The NRA phone call reveals that the group’s primary concern was not about how to prevent future school shootings. Nor was it about how to help the families who lost loved ones, nor about any policies. Rather, the NRA leaders focused on how to deflect any criticisms of the organization. They then weighed the pros and cons of holding or canceling the convention. Their primary concern was that if they held the convention in Denver so soon after the Columbine massacre, most of the attendees—the members they represented—would be “hillbillies” and “idiots” who would cast the organization in a negative light. In other words, the NRA leaders saw their dues-paying members—the folks who paid the leaders generous salaries—as “hillbillies” and “idiots,” pawns to profit from.
If you were—or are—an NRA member who learned that the leaders of your organization thought of you as a hillbilly idiot, how would/do you feel?
Then, sometime later, perhaps we might note that Donald Trump referred to his followers as “disgusting,” and that he said the Christian pastors who pray for him are “full of shit.”
Tucker Carlson: No Honor Among Bandits
Ultimately, the goal is to get stupid people—and remember, stupid does not necessarily mean intellectually deficient—to recognize the bandits who are taking advantage of them for who they really are. Trump is one clear example of a bandit; Tucker Carlson is another.
Those who inhabit the upper quadrants of Cipolla’s diagram (the intelligent and the kind/helpless) can plainly see that Tucker Carlson inhabits—with Trump—the bottom right quadrant of “bandits,” those who think and behave in ways that benefit themselves, but do so at the expense of society.

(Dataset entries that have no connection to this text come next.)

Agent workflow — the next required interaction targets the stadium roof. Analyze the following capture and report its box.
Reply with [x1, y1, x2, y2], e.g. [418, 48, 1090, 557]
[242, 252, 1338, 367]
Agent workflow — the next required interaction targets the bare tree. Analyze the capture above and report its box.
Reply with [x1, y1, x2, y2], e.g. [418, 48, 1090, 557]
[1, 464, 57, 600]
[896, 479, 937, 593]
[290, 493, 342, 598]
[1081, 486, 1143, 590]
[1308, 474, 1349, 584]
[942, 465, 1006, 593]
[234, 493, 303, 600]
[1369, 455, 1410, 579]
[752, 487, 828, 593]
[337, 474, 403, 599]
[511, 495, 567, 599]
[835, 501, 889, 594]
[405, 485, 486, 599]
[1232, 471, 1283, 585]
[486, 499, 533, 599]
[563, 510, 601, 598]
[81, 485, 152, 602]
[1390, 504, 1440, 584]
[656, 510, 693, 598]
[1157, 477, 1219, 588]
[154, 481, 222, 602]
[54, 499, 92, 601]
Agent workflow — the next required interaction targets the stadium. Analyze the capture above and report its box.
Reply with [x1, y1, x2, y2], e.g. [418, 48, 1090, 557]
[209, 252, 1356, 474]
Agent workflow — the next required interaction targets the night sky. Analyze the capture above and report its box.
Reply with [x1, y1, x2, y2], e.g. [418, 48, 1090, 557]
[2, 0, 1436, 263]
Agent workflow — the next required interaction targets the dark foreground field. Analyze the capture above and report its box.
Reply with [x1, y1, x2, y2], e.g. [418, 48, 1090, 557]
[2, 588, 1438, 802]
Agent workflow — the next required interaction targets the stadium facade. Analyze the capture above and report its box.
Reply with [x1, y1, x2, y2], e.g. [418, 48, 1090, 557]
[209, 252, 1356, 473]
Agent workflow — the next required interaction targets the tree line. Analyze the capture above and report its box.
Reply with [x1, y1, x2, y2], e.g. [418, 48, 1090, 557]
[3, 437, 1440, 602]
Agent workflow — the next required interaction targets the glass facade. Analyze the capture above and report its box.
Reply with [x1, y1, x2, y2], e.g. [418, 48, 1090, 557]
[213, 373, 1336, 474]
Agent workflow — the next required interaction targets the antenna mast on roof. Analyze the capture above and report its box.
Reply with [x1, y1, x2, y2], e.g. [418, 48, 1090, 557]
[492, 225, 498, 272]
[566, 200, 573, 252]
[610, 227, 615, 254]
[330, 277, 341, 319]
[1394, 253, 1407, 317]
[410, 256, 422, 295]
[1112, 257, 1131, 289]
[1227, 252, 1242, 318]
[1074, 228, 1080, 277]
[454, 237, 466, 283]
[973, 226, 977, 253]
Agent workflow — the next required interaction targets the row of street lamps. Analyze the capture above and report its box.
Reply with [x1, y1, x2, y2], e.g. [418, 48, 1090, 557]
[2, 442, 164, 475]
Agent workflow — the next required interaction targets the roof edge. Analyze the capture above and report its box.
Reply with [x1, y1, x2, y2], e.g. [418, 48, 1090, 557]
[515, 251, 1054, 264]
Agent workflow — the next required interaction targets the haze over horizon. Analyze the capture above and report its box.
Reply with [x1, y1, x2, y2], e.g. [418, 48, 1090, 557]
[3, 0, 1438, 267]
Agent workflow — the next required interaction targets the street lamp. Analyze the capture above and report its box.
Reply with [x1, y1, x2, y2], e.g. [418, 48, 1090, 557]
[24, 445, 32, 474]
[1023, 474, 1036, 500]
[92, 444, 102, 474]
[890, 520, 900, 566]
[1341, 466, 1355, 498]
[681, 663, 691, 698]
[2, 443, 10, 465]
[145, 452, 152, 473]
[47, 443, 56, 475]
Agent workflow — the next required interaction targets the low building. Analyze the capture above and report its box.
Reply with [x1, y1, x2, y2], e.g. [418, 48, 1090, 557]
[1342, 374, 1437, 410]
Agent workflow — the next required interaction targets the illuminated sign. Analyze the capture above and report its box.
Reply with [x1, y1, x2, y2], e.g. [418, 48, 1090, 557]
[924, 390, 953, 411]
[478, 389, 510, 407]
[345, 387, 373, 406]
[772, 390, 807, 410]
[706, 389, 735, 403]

I point to Carlson now because there is no honor among thieves and bandits. Carlson hitched his wagon to Trump not out of any personal regard for the goofy reality show host. No, Carlson saw in Trump a means to elevate himself. And now that Trump is out of office, Carlson sees—I firmly believe—an opportunity to vault past Trump and establish his dominance over the Trumpist movement.
Carlson is watching for any weakenings in Trump’s base of support. When they appear, he will find ways to drive in subtle wedges, to draw supporters over to him. He craves the cult-like devotion Trump’s supporters have lavished on their messiah. Tucker Carlson could supplant Trump as the new cult messiah—and as the Republican presidential nominee. So those who inhabit the upper quadrants of Cipolla’s diagram need to be ready to shift our deprogramming efforts from Trumpists to Carlsonites.

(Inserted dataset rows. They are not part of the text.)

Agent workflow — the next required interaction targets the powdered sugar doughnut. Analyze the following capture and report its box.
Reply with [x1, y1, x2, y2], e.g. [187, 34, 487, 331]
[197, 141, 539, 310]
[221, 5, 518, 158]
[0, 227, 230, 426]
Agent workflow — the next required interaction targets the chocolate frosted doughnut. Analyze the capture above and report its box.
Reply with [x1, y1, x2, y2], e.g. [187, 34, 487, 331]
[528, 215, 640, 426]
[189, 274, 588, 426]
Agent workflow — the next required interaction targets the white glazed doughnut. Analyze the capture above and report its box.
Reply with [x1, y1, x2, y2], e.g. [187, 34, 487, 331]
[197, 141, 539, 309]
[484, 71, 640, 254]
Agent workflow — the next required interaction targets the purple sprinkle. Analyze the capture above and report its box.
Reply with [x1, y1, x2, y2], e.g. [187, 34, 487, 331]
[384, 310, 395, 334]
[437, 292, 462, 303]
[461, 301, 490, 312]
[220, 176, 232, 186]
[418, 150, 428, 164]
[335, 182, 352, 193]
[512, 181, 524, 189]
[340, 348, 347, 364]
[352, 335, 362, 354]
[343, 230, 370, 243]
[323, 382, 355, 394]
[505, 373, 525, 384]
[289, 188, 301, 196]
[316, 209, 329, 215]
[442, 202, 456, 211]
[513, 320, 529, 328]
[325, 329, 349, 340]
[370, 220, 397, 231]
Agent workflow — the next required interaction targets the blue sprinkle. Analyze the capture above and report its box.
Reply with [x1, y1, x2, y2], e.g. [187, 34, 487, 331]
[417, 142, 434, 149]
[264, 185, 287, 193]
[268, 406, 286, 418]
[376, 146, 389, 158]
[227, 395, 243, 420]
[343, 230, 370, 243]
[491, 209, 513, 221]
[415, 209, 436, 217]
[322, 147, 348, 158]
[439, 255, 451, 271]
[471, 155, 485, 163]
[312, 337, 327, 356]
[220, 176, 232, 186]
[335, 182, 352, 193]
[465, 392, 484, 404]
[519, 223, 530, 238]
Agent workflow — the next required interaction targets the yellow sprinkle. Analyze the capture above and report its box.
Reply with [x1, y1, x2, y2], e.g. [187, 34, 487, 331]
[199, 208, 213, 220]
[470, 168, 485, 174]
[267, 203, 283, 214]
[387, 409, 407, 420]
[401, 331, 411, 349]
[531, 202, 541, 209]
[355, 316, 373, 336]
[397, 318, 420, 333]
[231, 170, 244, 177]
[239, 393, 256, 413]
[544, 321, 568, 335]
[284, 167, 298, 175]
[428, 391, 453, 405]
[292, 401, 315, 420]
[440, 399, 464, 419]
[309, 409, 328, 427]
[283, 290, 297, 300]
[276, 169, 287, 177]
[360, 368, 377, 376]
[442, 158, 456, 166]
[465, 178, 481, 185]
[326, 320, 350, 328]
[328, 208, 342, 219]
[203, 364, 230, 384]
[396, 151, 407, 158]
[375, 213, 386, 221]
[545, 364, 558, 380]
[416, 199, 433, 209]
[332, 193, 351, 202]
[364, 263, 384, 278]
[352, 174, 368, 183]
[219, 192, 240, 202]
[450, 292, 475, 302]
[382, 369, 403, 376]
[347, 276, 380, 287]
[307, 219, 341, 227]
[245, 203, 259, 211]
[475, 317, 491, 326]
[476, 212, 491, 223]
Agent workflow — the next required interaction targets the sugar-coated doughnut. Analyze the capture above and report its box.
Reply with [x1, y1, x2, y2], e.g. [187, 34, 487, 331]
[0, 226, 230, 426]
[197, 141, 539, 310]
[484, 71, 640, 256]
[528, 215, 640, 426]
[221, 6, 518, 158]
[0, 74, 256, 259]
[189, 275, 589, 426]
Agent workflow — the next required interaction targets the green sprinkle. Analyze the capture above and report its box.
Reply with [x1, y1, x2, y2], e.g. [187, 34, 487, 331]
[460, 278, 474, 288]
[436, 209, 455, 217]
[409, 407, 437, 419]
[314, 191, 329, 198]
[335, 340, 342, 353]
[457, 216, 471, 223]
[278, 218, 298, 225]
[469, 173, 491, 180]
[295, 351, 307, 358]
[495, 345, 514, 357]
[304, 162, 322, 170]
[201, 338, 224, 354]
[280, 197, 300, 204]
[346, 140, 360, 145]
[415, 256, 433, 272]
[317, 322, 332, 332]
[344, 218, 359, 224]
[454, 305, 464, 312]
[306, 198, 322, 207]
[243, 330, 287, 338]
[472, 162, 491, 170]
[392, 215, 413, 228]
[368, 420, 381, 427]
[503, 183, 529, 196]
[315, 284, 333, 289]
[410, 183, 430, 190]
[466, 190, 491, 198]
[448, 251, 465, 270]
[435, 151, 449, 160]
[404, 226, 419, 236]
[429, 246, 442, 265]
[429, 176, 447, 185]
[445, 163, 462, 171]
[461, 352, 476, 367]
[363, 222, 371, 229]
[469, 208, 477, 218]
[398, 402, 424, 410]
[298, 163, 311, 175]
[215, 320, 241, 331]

But, regardless of the cult leader, the goal and methods are the same: to deprogram the cultists through, as Steven Hassan says, “engag[ing] them in an intelligent conversation about the psychology of influence.”
Can Americans of goodwill and dignity learn how to deprogram members of the Trump cult? Yes, we can. And we must carry those efforts over to the Carlsonite cult, should it emerge. We mustn’t be stupid; nothing less than the future of humanity is at stake.